Can we find this scaling factor with our Gaussian distributions as well? Clearly, probability distributions are always normalized: the probability volume won’t change at all. But we remember that the definition of the multivariate Gaussian distribution

$\mathcal{N}(x|\mu, \Sigma) = \underbrace{\frac{1}{\sqrt{(2\pi)^n \det(\Sigma)}}}_{Z} \exp\left(-\frac{1}{2}(x-\mu)^T\Sigma^{-1}(x-\mu)\right)$

has a normalizer $Z$. If we transform the distribution $\mathcal{N}(x|\mu, \delta_x I)$ with $\mathcal{N}(b|Ax, \delta_b I)$, we will obtain $\mathcal{N}(b|A\mu, A(\delta_xI))A^T + \delta_b I)$. What will be the ratio of the coprresponding normalizers $\frac{Z_b}{Z_x}$?

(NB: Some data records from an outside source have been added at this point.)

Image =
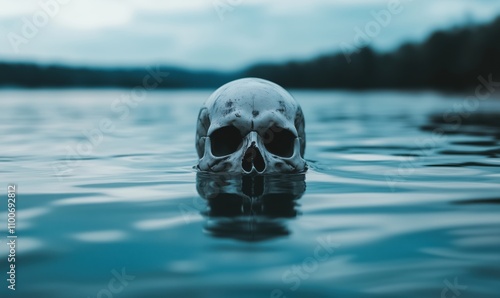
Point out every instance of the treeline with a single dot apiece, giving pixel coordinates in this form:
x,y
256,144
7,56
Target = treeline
x,y
446,60
450,60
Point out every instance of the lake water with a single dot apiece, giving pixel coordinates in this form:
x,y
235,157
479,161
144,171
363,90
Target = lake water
x,y
401,199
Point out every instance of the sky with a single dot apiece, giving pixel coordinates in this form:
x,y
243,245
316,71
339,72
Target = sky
x,y
218,34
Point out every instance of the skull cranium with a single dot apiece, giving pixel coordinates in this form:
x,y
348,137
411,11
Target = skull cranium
x,y
251,126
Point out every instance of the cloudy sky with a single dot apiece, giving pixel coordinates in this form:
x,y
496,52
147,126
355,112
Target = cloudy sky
x,y
221,34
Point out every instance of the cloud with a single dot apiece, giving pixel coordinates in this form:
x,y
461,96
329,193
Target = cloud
x,y
190,33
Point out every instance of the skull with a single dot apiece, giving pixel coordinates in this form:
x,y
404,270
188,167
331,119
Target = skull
x,y
251,126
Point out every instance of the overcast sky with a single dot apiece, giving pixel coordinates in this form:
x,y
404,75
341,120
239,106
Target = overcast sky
x,y
221,34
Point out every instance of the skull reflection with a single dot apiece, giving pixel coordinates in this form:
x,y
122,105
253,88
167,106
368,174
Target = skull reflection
x,y
251,126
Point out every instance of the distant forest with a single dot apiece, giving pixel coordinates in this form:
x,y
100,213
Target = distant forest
x,y
447,60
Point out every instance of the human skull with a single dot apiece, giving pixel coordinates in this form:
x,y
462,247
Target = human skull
x,y
251,126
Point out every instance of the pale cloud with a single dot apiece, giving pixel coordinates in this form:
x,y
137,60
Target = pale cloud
x,y
190,32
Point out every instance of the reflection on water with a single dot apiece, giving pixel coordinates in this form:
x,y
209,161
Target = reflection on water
x,y
249,208
411,213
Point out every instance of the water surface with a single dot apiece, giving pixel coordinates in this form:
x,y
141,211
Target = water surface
x,y
402,199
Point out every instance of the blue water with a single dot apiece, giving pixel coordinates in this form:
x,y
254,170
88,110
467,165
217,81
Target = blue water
x,y
402,199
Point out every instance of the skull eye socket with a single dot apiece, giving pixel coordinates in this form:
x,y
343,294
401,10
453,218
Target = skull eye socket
x,y
225,140
279,141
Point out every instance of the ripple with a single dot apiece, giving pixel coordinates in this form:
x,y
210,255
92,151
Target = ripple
x,y
100,236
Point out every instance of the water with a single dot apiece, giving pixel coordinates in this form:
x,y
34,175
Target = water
x,y
389,207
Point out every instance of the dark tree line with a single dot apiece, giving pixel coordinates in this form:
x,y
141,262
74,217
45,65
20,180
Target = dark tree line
x,y
450,60
446,60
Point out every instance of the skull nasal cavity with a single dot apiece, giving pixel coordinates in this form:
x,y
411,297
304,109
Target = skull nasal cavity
x,y
253,157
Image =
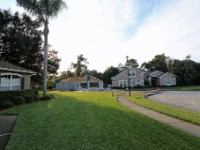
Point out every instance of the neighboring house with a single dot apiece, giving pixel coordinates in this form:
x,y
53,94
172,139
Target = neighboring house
x,y
13,77
139,77
80,83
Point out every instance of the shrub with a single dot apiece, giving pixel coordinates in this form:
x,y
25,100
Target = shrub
x,y
52,96
28,98
47,97
17,100
35,97
5,94
6,104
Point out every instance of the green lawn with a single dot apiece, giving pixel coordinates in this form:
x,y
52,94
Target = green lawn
x,y
183,114
91,120
175,88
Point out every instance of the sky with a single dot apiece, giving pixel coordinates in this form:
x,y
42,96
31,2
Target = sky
x,y
106,31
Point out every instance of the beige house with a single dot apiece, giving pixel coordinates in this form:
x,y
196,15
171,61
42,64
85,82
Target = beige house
x,y
13,77
138,77
80,83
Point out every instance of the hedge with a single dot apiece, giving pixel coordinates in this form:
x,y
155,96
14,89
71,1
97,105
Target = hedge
x,y
6,94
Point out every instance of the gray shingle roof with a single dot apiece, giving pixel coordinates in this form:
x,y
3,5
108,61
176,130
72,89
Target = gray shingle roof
x,y
6,66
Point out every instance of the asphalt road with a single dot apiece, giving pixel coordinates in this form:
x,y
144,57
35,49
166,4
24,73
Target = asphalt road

Let’s find out! We insert the normalizers

$\frac{\sqrt{(2\pi)^n \det(A(\delta_xI)) A^T + \delta_b I)}}{\sqrt{(2\pi)^n \det(\delta_x I)}},$

combine the square roots and cancel out $(2\pi)^n$ to obtain

$\sqrt{\frac{\det(A(\delta_xI)) A^T + \delta_b I)}{ \det(\delta_x I)}}.$

We assume a deterministic linear transformation, therefore, we let $\delta_b$ go to zero and obtain

$\begin{align} \sqrt{\frac{\det(\delta_xA^TA)}{\det(\delta_xI)}} &= \sqrt{\frac{\delta_x^n\det(A^TA)}{\delta_x^n}} \\ &= \sqrt{\det(A^TA)} \\ &= \sqrt{\det(A^T)\det(A)} \\ &= \sqrt{\det(A)\det(A)} \\ &= \sqrt{\det(A)^2} \\ &= \det(A) \\ \end{align}$

Nice! We identified the ratio of the normalizing factors of the Gaussian distributions as the determinant of $A$.

Summary

In this post, we took a brief look on linear algebra expressed in terms of Gaussian distributions. We saw, that we can perform matrix transformations by marginalization and that the inverse of a matrix $A$ can be obtained naturally with Bayes theorem. As a side product, we learned a natural way to describe affine linear subspaces. The intersection of two affine linear subspaces is again an affine linear space. We saw how to calculate these intersections by simple multiplication of the corresponding Gaussian distributions. Finally, we found a nice interpretation of the determinant in terms of normalizers. Furthermore, we learned that the word natural comes naturally with Bayes.